Role of Cache Memory Coherence in Shared Memory Architecture
By
Rana Sohail
MSCS (Networking), MIT
Abstract— Communication among multi-processors is established through shared memory system which uses shared address space. Resultantly, memory traffic and memory latency increases. To increase the speed and decrease the memory traffic, a cache memory (buffer) is used which enhances the performance of system. Caches are helpful but require coherence among each other once functioning in multi-processors. This paper presents the cache coherence problems, the available solutions and recommends measures in the real world scenario.
Keywords— Multi-processor, shared memory, cache memory, cache coherence
I. INTRODUCTION
Cache can be defined
as a unit which is used to store the data. The data which is frequently
accessed and required in the near future is made available at cache level and
no need to access the main memory.
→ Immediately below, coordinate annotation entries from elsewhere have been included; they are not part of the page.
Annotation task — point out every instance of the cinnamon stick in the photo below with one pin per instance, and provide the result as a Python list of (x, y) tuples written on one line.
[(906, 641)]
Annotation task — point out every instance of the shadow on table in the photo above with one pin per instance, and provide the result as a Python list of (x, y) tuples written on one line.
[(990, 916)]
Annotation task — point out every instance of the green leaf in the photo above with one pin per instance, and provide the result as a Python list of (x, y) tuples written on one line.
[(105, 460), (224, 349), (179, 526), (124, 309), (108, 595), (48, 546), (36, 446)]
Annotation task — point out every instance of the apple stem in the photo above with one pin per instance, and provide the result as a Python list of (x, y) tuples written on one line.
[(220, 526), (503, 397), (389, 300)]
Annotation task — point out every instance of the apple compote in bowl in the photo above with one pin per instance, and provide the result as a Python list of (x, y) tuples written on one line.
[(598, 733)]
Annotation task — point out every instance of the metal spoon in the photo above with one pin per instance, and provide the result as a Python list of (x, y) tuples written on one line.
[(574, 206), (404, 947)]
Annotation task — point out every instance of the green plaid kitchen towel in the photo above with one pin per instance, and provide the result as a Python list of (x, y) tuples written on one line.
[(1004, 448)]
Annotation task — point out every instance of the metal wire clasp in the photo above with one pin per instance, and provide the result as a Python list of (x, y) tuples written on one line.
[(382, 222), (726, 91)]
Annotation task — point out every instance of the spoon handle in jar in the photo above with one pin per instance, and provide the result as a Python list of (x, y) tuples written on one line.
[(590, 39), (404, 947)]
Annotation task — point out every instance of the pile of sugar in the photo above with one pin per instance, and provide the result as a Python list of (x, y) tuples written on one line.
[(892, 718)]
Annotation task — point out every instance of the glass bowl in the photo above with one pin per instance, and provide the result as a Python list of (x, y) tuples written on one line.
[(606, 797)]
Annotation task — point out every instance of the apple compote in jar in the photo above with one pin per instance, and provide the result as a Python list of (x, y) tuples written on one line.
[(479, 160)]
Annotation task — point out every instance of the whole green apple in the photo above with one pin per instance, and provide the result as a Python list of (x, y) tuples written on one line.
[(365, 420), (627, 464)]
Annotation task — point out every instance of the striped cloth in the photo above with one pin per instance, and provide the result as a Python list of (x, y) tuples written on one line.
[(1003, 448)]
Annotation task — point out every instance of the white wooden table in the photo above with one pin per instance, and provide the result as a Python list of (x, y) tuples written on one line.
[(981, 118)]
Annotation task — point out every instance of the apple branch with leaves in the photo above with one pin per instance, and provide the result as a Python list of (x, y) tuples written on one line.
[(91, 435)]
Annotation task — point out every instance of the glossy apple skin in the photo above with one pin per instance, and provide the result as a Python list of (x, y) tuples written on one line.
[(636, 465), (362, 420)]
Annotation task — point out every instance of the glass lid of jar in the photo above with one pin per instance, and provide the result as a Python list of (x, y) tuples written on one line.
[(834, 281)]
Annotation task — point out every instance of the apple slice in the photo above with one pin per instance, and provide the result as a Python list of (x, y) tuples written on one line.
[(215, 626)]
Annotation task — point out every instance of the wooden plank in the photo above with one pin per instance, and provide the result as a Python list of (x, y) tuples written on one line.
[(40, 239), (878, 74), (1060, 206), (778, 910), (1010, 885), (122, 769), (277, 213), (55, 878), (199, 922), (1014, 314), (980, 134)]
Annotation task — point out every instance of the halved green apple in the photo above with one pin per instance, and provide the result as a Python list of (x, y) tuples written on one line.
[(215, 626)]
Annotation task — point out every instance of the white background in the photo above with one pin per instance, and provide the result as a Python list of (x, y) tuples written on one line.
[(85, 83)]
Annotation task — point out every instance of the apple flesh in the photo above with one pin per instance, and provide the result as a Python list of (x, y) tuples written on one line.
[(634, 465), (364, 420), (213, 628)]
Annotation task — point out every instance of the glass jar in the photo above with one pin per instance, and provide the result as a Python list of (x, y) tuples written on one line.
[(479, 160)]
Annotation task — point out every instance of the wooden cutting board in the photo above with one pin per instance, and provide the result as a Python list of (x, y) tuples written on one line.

This saves the time and effort of the user. Once
the cache is approached for data and it is available then it is said to be
‘cache hit’ and if the data is not there then it is called as ‘cache miss’. The
data which is not available at cache is then collected from the main memory.
The speed and performance is considered fast if maximum requests are made
available by the cache memory as in [1].
Cache is further
divided into two groups namely; initiative cache and passive cache. The
initiative cache must entertain all the requests either from its location in
case data is available or gets it from main memory and sends the data to the
users. The passive cache entertains the request only in case the data is
available with itself otherwise does nothing as in [2].
The paper has been
distributed into sections. In section II, cache and its classification is
defined. Section III describes the shared memory architecture. In section IV,
cache coherence and some common issues are highlighted. Section V gives out the
related work on the subject. In section VI, the paper will be concluded.
II. CACHE MEMORY – CLASSIFICATIONS
There are
number of uses of cache memory therefore it is classified according to its
uses. These classifications are helpful to two events namely; reading the data
and calculating the data. The purpose of cache memory is to save the time of
users and operating system as well as in [2]. The classification of cache
memory is explained in subsequent paragraphs:--
A. Local Cache
It is very small in size and present in the memory. Once the same resource is requested by multiple users then it plays its role to avoid such requests. Generally it is a hash table which is in the code of application program. Its function can be explained by an example; if names of the users are to be shown without having any knowledge of the names but the Ids only then local cache memory is the best solution to it.
It is very small in size and present in the memory. Once the same resource is requested by multiple users then it plays its role to avoid such requests. Generally it is a hash table which is in the code of application program. Its function can be explained by an example; if names of the users are to be shown without having any knowledge of the names but the Ids only then local cache memory is the best solution to it.
B. Local Shared – Memory Cache
It is a medium size locally shared memory
which is applicable to the semi static and small data storage. It is best in
performance once the user has to visit the data very fast.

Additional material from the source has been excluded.